|
|
 |
Acil servislerde dram
Hastanalerin acil servislerine her gün onlarca hasta getiriliyor. Hastalar içerde yaşam mücadelesi verirken, dışarda yakınları bir yanda hastalarının kaygısını taşırken, diğer yandan orada kendileri de yaşamaya çalışıyorlar. Böylelikle hayat onlar için daha da zorlaşmaya başlıyor. Acil servisin yeni müdavimleri ise genellikle kaza ya da ani bir rahatsızlık sonucunda yakınlarıyla gelenler. Bayramın ikinci gününde Avcılar'da meydana gelen kazada kızlarını kaybeden Servet Ailesi, kazadan yaralı olarak kurtulan torunları Asya'nın bir an evvel iyileşip eve dönmesinin hayalini kuruyorlar. İki bilinçsiz halk otobüsü şoförünün şehir içinde yaptığı hız yarışı sırasında yaralanan Asya'nın yakını Ekrem Servet, bayramda hiç trafiğe çıkmadıklarını söyleyerek, "Fakat ecel nerede olsa buluyor" diyor. Tedavi masraflarının oldukça ağır olduğuna dikkat çeken Servet için önemli olan, Asya'nın iyileşmesi.
SSK'lının itibarı yok
Bir buçuk aydır hastane kapılarında çare arayan Yılmaz ailesinin son durağı Çapa Tıp Fakültesi Acil Cerahi Servisi.
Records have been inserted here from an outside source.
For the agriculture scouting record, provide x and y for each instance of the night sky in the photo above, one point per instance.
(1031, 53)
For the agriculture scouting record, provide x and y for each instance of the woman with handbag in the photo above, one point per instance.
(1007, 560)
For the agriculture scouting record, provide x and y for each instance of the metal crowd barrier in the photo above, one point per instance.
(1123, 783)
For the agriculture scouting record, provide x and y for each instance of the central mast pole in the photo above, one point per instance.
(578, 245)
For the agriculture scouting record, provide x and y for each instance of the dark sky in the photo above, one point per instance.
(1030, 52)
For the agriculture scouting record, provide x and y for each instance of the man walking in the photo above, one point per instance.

Hasan Yılmaz'ın mide kanseri olan ve bir buçuk ay önce Ereğli'den getirdiği annesi Şehriye Yılmaz, ilk tedaviyi Göztepe Devlet Hastanesi'nde gördükten sonra Çapa'ya sevk edilmiş. Halen ailenin dört ferdi ile beraber dönüşümlü olarak, bir akrabalarından aldıkları minibüste 15 gündür acil kapısında bekliyorlar. Ameliyat sırasında sürekli ilaç ve kan gibi ihtiyaçlar çıktığını ve bunları karşılamak için hazırda beklediklerini anlatan Yılmaz, "Bunun yanında SSK'lı olmamıza rağmen anlaşmalı eczanede her ilaç bulunmuyor ve biz de dışardan kendi cebimizden temin etmek zorunda kalıyoruz. SSK'lı isen burada itibarın olmaz" diyor. Acil servis çalışanlarıyla artık dost olan bir baba ise İbrahim Arifoğlu. Çocuğunu yüksek ateş nedeniyle hastaneye getiren Arifoğlu yaklaşık bir aydır acil servis önünü mekan tutmuş. Oğlunun şu anda yoğun bakımda olduğunu kaydeden Arifoğlu için bayramın hiç bir anlamı olmadı. Çünkü o, sadece "Çocuğum" diyor. Hastane bahçesine park ettiği minibüsün içindeki birkaç battaniye ile geceleyen Arifoğlu, oğlunun rahatsızlığı nedeniyle bir aydan beri işine gidemediğini ve 5 milyar liraya yakın masraf ettiğini söylerken "Ama hiç bir şey umrumda değil. Yeter ki yavrum iyileşsin" şeklinde konuşuyor.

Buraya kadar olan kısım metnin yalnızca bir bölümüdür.